Pohon Sakaki dalam Kepercayaan Shinto
Para pemeluk agama Shinto memang tidak bisa dilepaskan dari nama pohon sakaki. Ini merupakan pohon yang dibawa oleh para dewa untuk membujuk Dewi Matahari yang sedang bersembunyi di dalam gua.
Dalam kitab Kojiki, dahulu kala hiduplah sepasang orang suci bernama Izanagi dan Isanami. Mereka melahirkan banyak keturunan, yang kemudian dikenal sebagai dewi dan dewa bagi masyarakat Jepang.
Susanoo, anak laki-laki Izanagi dan Isanami, dikenal sebagai Dewa Badai. Sedangkan anak perempuannya Amaterasu, dikenal sebagai Dewi Matahari yang lahir dari mata kiri sang ayah.

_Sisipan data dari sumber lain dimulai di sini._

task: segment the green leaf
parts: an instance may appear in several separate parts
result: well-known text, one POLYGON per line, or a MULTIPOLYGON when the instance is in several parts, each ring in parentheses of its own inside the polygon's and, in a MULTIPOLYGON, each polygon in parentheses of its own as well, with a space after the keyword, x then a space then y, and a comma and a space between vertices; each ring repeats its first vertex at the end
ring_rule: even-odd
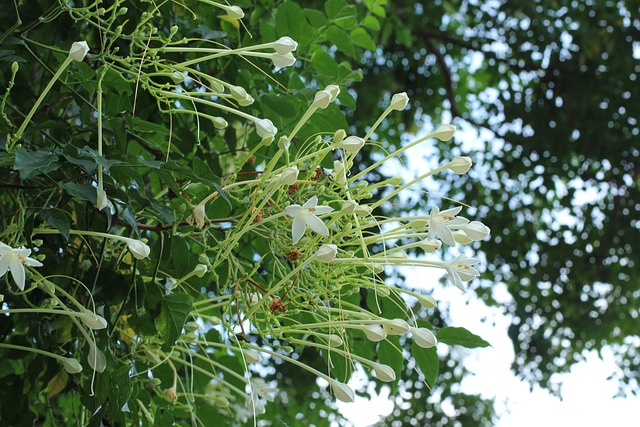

Susanoo ditugaskan untuk memimpin lautan. Namun sebelum pergi, ia justru menghancurkan lingkungan sekitar hingga menyebabkan tempat tinggal Amaterasu porak-poranda.
Melihat tempat tinggalnya hancur, Amaterasu merasa sangat kesal dan menutup diri ke dalam gua. Ini membuat dunia menjadi gelap, sehingga dewa-dewa lain harus memancingnya ke luar dengan pohon sakaki.